A PyTorch framework for multimodal protein function prediction that integrates four modalities: sequence, text, structure, and protein-protein interaction (PPI) embeddings using a hybrid gated bilinear fusion architecture.

Overview

MMFP predicts Gene Ontology (GO) term annotations for proteins by combining information from multiple modalities using advanced fusion techniques. The framework supports:

  • Three GO aspects: Biological Process (BPO), Cellular Component (CCO), Molecular Function (MFO)
  • Multiple fusion methods: Concatenation, Bilinear Gated Fusion, Hybrid (bilinear + auxiliary heads)
  • Flexible modality handling: Gracefully handles missing modalities via learned masking
  • CAFA-compliant evaluation: Standard evaluation metrics including F-max, weighted F-max, and S-min
  • Temporal decontamination: Historical UniProt text (pre-CAFA3 cutoff) via UniSave to prevent data leakage

Temporal Decontamination

To prevent data leakage, test-set text embeddings use historical UniProt records retrieved from UniSave with a cutoff date of 2016-02-17 (before the CAFA3 assessment period).
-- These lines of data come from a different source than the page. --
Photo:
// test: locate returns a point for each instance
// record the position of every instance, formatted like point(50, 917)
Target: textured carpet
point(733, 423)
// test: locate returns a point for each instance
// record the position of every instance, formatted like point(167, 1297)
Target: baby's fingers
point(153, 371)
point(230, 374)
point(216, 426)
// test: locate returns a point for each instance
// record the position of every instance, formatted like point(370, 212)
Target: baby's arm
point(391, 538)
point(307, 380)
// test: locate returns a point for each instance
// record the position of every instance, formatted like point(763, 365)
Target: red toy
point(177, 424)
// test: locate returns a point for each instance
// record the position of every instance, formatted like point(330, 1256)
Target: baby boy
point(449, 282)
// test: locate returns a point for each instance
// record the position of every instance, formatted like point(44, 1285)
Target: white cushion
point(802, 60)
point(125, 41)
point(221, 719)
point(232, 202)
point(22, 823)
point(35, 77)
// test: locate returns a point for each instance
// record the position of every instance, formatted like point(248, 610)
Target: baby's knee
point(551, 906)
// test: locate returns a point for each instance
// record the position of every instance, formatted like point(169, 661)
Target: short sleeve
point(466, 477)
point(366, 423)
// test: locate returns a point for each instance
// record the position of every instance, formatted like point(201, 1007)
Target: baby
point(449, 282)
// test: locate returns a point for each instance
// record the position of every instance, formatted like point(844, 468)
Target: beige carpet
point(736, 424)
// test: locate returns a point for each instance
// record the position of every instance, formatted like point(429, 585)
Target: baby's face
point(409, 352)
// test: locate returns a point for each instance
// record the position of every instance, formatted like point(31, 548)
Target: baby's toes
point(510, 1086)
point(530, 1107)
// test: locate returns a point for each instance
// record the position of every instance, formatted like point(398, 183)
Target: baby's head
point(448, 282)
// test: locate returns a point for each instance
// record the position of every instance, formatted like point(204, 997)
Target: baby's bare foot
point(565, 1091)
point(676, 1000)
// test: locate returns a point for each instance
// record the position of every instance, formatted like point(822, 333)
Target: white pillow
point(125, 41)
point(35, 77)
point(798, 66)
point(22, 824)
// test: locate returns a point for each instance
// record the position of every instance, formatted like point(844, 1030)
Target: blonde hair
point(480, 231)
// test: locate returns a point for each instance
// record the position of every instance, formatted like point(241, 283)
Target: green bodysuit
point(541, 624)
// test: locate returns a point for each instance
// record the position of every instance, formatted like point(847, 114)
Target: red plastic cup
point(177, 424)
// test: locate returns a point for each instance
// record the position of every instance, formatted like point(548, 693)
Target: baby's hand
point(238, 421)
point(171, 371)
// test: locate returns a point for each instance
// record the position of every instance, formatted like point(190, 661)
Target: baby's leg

Train/validation text embeddings use current UniProt descriptions. This ensures the model cannot exploit post-assessment functional annotations at test time.

Installation

git clone https://github.com/psipred/PFP.git
cd PFP/MMFP
pip install -r requirements.txt

Data Preparation

Option A: Download Precomputed Data (Recommended)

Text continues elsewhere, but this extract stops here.